I am tryng to import non ascii data stored in a file to do so I am
using a regular expression to parse the lines of the files in order
separates the "department number" from the department names. This is
working fine my problem comes when I am trying to use the Django's DB
API in order to save the data in a model that is described below.
The problems happens when matches[1] contains non ascii characters like
éàçàè...
r=Department(department=matches[1],department_number=matches[0],country="France")
r.save()
I guess that I should add something to my script called
loader_departments.py in order to support this.

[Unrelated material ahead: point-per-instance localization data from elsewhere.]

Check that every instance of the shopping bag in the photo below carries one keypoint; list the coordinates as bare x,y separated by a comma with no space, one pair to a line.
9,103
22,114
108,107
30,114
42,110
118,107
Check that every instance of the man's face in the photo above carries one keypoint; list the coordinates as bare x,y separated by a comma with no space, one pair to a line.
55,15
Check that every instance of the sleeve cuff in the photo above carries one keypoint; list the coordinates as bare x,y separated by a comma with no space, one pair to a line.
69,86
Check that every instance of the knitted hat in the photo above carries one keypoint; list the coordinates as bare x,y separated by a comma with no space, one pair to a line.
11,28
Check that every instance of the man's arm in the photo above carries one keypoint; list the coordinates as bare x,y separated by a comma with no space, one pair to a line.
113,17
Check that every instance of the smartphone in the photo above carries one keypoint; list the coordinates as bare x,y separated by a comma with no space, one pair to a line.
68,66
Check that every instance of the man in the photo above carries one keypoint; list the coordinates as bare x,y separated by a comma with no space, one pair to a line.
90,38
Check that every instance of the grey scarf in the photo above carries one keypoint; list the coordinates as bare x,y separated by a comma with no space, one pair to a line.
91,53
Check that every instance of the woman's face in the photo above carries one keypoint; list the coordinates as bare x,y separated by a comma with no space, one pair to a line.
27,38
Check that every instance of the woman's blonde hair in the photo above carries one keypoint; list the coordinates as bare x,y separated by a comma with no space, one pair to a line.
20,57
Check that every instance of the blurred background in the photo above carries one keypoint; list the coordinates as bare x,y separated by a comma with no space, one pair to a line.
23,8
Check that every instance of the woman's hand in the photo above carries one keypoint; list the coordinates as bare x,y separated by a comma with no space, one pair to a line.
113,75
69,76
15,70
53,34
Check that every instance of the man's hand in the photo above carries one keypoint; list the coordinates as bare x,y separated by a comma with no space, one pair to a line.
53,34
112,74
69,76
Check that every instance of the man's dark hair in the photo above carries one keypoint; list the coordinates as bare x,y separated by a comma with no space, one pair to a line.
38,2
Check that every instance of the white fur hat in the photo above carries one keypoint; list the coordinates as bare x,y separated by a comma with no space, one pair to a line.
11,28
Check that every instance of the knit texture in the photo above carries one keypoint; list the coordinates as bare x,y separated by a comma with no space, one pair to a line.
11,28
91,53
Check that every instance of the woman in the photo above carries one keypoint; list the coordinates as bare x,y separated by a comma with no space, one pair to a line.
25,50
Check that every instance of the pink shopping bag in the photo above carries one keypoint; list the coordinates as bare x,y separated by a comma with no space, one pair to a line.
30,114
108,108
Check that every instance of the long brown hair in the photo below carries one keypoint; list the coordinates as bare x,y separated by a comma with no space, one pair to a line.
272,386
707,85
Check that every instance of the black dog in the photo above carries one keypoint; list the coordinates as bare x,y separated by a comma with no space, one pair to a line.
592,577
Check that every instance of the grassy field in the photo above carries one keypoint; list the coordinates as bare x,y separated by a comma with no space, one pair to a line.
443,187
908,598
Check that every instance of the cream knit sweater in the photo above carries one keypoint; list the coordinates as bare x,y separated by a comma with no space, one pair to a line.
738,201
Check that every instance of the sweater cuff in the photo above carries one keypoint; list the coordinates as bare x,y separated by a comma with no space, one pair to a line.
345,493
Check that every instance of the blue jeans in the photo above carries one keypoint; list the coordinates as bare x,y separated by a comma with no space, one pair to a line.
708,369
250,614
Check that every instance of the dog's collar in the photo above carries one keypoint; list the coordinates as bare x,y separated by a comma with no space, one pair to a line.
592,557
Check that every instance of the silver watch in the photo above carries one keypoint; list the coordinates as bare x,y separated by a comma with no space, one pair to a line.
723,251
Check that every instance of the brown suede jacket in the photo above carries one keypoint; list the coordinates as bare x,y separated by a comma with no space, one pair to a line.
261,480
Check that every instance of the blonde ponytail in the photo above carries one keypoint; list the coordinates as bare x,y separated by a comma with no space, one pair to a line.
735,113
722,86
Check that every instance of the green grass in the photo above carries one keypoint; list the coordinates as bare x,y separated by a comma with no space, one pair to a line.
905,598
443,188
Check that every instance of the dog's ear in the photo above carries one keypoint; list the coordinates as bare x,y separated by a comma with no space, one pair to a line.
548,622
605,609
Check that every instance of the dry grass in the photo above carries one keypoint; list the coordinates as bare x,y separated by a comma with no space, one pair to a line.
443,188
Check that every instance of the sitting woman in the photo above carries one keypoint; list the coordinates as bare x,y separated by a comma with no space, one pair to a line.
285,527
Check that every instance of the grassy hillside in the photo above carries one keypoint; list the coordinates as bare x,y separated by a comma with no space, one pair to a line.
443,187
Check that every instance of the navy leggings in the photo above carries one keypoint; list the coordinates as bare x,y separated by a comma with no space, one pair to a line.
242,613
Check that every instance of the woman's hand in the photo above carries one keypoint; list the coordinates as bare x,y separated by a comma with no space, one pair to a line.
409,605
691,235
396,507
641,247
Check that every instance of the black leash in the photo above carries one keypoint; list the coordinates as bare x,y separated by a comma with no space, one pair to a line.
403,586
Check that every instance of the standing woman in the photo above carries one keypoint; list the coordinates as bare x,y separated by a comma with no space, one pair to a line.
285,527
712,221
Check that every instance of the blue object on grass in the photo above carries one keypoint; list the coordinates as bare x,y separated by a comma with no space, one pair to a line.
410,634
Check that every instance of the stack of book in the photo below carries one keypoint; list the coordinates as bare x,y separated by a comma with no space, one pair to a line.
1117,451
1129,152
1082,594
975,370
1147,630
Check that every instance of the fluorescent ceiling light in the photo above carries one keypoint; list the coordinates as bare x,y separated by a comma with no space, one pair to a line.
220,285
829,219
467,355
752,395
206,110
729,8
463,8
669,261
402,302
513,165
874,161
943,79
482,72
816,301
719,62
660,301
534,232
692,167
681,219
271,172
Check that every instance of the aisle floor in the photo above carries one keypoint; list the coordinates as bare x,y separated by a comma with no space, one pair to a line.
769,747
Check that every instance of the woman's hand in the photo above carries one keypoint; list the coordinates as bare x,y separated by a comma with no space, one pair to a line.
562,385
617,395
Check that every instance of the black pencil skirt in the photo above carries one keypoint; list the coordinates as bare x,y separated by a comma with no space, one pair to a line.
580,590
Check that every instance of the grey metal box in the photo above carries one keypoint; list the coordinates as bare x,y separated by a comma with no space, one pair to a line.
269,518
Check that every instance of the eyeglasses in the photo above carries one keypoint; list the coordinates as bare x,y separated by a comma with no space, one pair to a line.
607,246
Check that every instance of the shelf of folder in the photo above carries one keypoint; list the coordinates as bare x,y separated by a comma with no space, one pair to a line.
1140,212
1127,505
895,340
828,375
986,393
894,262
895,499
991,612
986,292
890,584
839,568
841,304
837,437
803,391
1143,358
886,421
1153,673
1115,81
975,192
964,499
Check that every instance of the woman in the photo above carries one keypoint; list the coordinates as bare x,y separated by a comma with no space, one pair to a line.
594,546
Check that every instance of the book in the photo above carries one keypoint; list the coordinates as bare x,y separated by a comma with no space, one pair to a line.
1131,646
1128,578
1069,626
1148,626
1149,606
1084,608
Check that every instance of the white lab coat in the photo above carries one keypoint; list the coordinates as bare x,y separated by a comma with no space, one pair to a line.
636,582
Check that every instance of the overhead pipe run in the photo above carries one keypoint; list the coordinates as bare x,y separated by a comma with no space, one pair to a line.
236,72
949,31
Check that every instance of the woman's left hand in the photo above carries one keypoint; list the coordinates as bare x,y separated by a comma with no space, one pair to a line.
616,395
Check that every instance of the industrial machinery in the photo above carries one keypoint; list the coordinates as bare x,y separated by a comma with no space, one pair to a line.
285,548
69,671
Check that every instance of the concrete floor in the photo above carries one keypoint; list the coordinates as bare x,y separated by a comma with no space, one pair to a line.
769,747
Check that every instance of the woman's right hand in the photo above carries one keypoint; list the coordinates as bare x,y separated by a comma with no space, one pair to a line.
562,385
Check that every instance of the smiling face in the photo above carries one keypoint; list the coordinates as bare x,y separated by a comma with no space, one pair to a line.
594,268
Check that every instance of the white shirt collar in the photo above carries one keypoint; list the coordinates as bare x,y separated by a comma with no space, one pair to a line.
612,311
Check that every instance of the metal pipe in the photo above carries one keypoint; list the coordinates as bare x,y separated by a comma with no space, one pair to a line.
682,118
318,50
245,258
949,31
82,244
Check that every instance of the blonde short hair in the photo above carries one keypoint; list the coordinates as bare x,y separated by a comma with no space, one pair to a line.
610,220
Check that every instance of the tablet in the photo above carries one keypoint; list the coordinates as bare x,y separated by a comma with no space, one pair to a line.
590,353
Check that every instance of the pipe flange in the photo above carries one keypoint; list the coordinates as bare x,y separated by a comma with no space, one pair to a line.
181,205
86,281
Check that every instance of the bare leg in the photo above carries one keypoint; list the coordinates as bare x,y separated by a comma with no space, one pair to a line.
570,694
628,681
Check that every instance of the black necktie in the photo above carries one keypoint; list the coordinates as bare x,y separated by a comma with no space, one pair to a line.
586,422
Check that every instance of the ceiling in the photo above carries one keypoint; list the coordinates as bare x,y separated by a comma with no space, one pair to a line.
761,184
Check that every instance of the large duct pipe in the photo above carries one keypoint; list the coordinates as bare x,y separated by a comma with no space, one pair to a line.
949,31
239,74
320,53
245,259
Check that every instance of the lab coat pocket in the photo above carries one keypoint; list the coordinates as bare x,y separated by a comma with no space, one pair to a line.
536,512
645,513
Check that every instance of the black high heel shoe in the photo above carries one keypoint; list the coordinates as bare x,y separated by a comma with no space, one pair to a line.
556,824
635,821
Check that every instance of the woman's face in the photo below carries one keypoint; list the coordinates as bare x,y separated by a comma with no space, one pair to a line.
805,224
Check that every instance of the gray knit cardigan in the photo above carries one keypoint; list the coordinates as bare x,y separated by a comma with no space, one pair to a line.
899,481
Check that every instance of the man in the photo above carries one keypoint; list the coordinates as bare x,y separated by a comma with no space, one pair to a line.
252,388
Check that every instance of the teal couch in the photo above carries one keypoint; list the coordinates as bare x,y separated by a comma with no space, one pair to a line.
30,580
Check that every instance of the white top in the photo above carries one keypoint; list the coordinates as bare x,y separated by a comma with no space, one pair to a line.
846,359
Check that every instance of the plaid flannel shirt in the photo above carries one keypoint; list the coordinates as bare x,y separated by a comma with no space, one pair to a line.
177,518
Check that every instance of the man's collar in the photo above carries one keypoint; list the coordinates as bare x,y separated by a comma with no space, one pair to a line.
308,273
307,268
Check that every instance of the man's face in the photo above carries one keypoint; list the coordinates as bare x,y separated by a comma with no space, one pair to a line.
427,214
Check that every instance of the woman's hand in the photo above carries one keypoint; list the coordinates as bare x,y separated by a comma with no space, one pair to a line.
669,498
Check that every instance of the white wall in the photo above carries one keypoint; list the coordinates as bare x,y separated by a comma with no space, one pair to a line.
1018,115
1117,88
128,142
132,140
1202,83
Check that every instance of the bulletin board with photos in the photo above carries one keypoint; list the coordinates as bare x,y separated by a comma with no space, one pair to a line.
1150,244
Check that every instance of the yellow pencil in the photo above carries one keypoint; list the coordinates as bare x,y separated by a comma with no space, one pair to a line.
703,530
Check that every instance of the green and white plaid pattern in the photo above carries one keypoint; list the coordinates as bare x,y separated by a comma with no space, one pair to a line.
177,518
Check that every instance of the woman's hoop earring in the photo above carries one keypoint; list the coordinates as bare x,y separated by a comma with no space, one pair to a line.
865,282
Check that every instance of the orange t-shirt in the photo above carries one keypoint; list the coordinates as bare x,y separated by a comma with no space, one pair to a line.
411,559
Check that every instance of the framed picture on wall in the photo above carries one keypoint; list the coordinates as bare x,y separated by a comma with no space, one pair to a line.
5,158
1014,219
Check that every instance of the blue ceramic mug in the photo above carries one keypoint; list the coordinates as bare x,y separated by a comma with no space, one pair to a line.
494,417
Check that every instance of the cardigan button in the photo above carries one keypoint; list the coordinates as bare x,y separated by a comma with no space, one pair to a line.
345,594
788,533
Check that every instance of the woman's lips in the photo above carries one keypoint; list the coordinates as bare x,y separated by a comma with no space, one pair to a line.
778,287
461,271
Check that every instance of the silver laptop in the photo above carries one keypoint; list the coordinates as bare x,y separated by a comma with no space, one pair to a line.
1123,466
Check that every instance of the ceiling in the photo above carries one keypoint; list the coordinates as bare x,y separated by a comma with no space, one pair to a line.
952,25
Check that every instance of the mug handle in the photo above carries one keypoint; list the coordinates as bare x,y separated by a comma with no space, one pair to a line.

It would be great if someone could explain what to me
Thank you for your help.
=========
models
=========
class Department(meta.Model):
department = meta.CharField(maxlength=30)
department_number = meta.IntegerField()
country = meta.CharField(maxlength=30)
def __repr__(self):
return self.department + " "+str(self.department_number)
class META:
admin = meta.Admin(
list_display =
('department','department_number','country'),
)
the file where my data are stored look like this:
==========
departments.txt
============
89 Yonne
90 Territoire de Belfort
91 Essone
92 Hauts de Seine
93 Seine Saint-Denis
94 Val de Marne
95 Val d'Oise
971 Guadeloupe
972 Martinique
973 Guyane
974 Réunion
=============
loader_departments.py
==============
import os,codecs
from django.models.announceManager import *
os.chdir(os.path.abspath("E:\\instal\\django\\view_servicealapersonne\\votreservice\\_initialLoad"))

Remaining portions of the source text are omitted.